Urška Vesenjak
- Country (sports): Slovenia
- Born: 12 September 1982 (age 42) Maribor, SFR Yugoslavia
- Turned pro: 1999
- Retired: 2003
- Plays: Right-handed (two-handed backhand)
- Prize money: $22,668

Singles
- Career record: 67 - 40
- Career titles: 4 ITF
- Highest ranking: 295 (18 December 2000)

Doubles
- Career record: 35 - 34
- Career titles: 2 ITF
- Highest ranking: 295 (18 December 2000)

= Urška Vesenjak =

Slovenian tennis player

Urška Vesenjak (born 12 September 1982) is a former Slovenian female tennis player.

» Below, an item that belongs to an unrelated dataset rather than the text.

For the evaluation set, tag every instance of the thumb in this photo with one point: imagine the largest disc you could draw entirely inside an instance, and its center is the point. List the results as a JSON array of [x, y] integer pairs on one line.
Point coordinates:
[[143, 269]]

Vesenjak has won 4 singles titles and two doubles titles on the ITF tour in her career. On 18 December 2000, she reached her best singles ranking of world number 295. On 18 December 2000, she peaked at world number 295 in the doubles rankings.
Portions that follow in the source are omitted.